Notice they did. So called “progressive federalism” played an important role during the first Trump administration. State and local governments resisted its immigration policies and refused to enforce them.
In addition, as Ilya Somin noted in 2019:
Over the past seven years, for example, 11 primarily Democratic-leaning states (and Washington, D.C.) have legalized recreational marijuana, despite the federal ban on its possession…. Nine mostly liberal states and the District have legalized physician-assisted suicide for terminally ill patients…. More recently, California has reasserted its right to set tougher auto emissions standards than the federal government wants, as part of its efforts to slow global warming—suing to preserve targets set under Obama as the Trump administration moves to roll back those goals.
Newsom is planning to revive those practices. As he put it after the election, “The freedoms we hold dear in California are under attack—and we won’t sit idle…. California has faced this challenge before, and we know how to respond.”
The governor is hoping to resist Trump administration efforts “to limit access to medication abortion; to dismantle clean-vehicle policies and longstanding environmental protections; to repeal immigration policies such as the Deferred Action for Childhood Arrivals program; to withhold disaster response funding and victim assistance as political retribution; and to ‘politicize grant programs to commandeer state and local governmental resources for federal purposes.’”
Democratic governors in Illinois, New York, and Washington have already indicated that they will join Newsom in wielding federalism as a shield and a sword to deal with Trump’s autocratic plans.
Beyond federalism, there aren’t likely to be many barriers or cooling devices that will be effective in resisting Trump.
However, there is another one that has often been anathema to progressives, namely the filibuster. Progressives have labeled it “undemocratic,” and claimed it “empowers the minority to block the will of voters and of the American public.”
They have regularly called for its elimination. For example, in 2020, Barack Obama said the filibuster was a “Jim Crow relic” and it was time to get rid of it.
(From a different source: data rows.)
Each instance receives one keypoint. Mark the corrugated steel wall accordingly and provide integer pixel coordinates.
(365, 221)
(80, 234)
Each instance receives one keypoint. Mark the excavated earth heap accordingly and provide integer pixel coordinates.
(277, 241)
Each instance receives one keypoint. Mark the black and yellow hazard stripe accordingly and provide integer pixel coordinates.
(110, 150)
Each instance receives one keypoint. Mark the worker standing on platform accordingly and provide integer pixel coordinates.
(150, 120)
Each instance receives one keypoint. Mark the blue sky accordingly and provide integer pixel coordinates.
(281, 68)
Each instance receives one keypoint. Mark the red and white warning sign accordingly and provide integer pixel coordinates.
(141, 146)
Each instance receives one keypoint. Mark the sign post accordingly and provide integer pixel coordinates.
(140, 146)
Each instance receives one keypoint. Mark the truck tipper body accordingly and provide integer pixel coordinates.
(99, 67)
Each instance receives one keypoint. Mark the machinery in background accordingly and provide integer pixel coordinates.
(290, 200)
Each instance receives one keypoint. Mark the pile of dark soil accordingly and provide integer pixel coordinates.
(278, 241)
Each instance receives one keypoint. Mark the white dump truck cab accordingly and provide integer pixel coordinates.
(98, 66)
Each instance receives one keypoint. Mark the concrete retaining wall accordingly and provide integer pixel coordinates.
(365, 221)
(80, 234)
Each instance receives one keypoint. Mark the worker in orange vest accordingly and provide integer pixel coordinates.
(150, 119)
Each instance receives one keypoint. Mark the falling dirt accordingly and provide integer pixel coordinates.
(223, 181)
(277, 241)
In a strange bedfellows moment, Trump has also said it should be ended.
While Obama was right to highlight the filibuster’s ignoble history but, to borrow from Gerkin, it “doesn’t have a political valence.”
Now, more than ever we face an all-hands-on-deck, break-the-glass moment. Progressives should use whatever tool they can, including the “Jim Crow relic,” to ensure that Trump has trouble implementing his cruel plans.
Up until now, Republicans in the Senate have gone on the record promising to defend the filibuster from another Trump attack on it. How long they will honor that promise is anyone’s guess.
But, in the meantime, Democrats should learn from all the ways their Republican colleagues used it to gum up the works when Obama was president and during the Biden administration. They should filibuster to their heart’s desire.